After last week's announcement that the house will close its second line D&G, and a show for that range which was something of a bittersweet swansong, the design duo proved with their main line that they and their hyperbolic glamour are here to stay.

Models in skimpy bra tops and knickerbockers, crochet pencil skirts, and cropped cotton swing jackets sashayed to "Mambo Italiano" sung by Sophia Loren, in a collection based on the designers' reverie of life in a southern Italian village and the 1955 film Pane, amore e...

Prints came via a farmers' market, daubed in a rustic, painterly fashion on simple cotton tunics and sundresses.

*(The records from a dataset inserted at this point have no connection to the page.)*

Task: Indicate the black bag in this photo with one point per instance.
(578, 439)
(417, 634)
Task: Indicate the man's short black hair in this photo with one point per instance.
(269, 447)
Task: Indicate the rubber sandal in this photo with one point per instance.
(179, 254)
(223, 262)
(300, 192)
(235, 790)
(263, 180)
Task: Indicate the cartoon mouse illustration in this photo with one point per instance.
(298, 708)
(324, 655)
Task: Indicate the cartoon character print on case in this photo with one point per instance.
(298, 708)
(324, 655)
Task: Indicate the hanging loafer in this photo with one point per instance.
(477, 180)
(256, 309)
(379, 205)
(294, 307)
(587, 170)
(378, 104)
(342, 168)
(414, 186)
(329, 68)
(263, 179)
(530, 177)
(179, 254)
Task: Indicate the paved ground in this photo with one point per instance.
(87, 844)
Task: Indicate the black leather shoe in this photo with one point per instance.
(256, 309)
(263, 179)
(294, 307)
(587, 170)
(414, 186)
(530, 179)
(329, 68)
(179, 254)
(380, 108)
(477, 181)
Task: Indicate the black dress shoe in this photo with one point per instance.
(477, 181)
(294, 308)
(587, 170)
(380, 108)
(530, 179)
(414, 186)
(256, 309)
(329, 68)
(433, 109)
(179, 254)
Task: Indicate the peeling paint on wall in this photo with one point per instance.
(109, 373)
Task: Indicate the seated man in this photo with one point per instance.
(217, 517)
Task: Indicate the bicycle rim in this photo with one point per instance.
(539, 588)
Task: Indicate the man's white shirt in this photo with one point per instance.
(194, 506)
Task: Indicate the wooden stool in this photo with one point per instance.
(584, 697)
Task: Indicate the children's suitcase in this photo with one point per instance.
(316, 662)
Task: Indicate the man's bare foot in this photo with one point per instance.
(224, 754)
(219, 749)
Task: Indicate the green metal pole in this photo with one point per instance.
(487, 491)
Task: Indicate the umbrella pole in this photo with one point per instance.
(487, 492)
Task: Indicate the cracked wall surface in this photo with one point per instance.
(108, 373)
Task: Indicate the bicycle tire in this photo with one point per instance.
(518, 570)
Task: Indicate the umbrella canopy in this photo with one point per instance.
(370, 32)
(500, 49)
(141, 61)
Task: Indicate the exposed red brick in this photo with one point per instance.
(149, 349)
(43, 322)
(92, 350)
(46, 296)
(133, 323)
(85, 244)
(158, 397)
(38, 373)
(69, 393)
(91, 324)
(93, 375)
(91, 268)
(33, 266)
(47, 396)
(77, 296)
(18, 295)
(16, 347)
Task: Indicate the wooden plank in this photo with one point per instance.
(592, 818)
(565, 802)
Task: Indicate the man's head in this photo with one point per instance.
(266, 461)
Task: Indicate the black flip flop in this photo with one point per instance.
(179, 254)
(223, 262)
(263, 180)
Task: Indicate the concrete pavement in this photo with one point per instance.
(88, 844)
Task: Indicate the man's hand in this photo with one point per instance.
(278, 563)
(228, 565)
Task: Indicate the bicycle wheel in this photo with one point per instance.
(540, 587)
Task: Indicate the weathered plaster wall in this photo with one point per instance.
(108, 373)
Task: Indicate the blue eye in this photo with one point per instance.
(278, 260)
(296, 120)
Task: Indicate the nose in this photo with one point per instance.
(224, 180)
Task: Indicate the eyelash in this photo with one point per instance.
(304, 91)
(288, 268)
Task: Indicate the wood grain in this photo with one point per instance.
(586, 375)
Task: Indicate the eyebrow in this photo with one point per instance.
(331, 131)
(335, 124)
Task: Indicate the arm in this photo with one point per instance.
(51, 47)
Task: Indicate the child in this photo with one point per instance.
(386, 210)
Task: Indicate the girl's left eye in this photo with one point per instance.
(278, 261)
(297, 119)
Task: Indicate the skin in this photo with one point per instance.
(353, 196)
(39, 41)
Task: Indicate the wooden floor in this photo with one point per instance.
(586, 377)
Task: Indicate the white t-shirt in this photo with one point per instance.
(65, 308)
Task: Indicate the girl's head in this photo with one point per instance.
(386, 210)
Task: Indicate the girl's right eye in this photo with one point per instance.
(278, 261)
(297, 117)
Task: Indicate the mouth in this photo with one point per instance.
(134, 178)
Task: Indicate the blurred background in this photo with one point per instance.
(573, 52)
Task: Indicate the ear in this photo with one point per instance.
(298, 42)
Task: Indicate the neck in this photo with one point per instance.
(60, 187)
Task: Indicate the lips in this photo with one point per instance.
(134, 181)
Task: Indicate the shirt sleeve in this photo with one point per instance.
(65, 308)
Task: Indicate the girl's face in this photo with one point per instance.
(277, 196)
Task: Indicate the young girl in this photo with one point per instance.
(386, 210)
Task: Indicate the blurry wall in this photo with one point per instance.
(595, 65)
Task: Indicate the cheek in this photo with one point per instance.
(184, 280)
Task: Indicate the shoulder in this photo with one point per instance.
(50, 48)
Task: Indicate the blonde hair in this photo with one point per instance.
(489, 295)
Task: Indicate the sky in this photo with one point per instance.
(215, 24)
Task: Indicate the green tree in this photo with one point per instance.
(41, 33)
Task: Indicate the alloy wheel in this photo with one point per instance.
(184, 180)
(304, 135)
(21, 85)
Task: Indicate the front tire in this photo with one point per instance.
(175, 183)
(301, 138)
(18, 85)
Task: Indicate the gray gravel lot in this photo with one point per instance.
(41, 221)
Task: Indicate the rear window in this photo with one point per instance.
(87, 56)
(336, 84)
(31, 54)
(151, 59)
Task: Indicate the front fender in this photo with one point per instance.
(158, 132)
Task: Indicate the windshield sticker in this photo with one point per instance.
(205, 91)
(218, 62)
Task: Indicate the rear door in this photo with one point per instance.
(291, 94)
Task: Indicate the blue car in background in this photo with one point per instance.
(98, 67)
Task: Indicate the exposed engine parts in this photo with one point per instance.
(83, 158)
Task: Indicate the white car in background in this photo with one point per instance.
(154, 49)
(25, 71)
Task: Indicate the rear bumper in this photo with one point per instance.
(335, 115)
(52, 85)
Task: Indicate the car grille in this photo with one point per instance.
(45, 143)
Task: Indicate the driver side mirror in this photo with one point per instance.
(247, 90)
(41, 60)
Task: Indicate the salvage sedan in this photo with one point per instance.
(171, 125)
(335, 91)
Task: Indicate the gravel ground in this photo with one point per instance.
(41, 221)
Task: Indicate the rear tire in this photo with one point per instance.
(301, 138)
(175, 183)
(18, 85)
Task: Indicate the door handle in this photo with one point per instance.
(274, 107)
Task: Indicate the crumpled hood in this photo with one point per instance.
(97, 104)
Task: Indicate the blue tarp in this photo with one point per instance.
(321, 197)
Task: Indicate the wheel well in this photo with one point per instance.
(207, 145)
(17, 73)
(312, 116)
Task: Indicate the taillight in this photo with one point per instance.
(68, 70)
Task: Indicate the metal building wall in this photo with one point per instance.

The collection continued with demure yet devastating Forties-line structured black dresses, and closed with bejewelled bras, big knickers and bodysuits, sparkling with sequins, metallic brocades, rhinestones and beaded fringing. Current face of the label Scarlett Johansson sat in the front row and enjoyed a collection that suited her down to the ground.

Meanwhile at Missoni, daughter of the dynasty Angela used signature chevron stripes, colourful zig-zags and fine gauge weaves and re-cast them in bright flamenco styles.

Ruffles cascaded down one-shouldered tops and dresses, while sheer, striped and bias-cut long skirts in indigo and royal blue fell to dipping handkerchief hems. The family-run label's mastery of the loom – and of the Italian market – was evident in pieces that blended abstracted animal prints into diverse and deconstructed patterns to startling graphic effect.

Also working with a headstrong sense of her own style is designer Consuelo Castigliani of Marni, which showed yesterday. The former furrier founded the label in 1994 and has become known for idiosyncratic collections that plunge deep into trends others nervously paddle at the edge of.

There were architecturally cut dresses and tunics in the pastels which are to be so prevalent for spring, but the hues had been souped up.

Electric floral and intarsia flourishes came on shirtdresses worn over sheer organza underskirts, while brown and yellow lozenge prints were reminiscent of Bauhaus simplicity.

Add to this shining veins of lurex thread interwoven in crocheted raffia, as well as plastic flower detailing, and some sense of the Marni aesthetic emerges.